CISA Adds Two Exploited Bugs to KEV
The U.S. Cybersecurity and Infrastructure Security Agency (CISA) added two actively exploited vulnerabilities to its Known Exploited Vulnerabilities (KEV) catalog, putting Android and Linux patch timing back in focus for agencies and large infrastructure operators.
The Android entry, CVE-2025-48595, is a high-severity integer overflow vulnerability in the Android Framework.
Google's security bulletin says the issue affects Android 14 through 16 and requires no user interaction to exploit.
Google said the flaw may be under limited targeted exploitation in the wild, but did not provide incident details or technical information about the activity.
Google addressed the Android issue in the June 2026 security patch levels dated 2026-06-01 and 2026-06-05.
For security teams, the practical risk is privilege escalation without user interaction, which raises the value of timely device patching and fleet-level update checks.
Linux Container Risk Centers on Privilege Escalation
The second KEV addition, CVE-2022-0492, is a high-severity privilege escalation flaw in older Linux kernel branches.
The vulnerable path sits in the cgroupreleaseagent_write() function of the cgroups v1 subsystem.
Cgroups, or control groups, are a Linux mechanism for limiting and organizing process resources; the flaw can let a local attacker cross namespace boundaries, gain higher privileges and move from a container toward root-level control of the host system.
Aqua Security and Palo Alto Networks previously linked the issue primarily to containerized environments using cgroups v1, especially when containers are granted elevated capabilities.

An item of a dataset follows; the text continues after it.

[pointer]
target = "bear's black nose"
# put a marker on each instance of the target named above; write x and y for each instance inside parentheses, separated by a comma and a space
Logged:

That makes the patch decision more than a server-maintenance item for organizations running container workloads.
The reader-risk control is straightforward: apply vendor-provided updates or mitigations, and review container privilege settings where cgroups v1 remains in use.
Deadline Creates the Operational Signal
CISA's KEV listing requires federal agencies covered by the BOD 22-01 directive to apply vendor-provided security updates and mitigations, or stop using the affected software.
CISA set the deadline for June 5.
The catalog also functions as a warning board for critical infrastructure entities and large organizations outside the federal mandate.
Neither vulnerability is marked as exploited by ransomware groups in CISA's entries, but the active-exploitation status is enough to move these bugs from routine vulnerability tracking into near-term remediation planning.
The next signal is whether device and Linux-container operators can close the patch gap before the vulnerabilities become broader operational risk.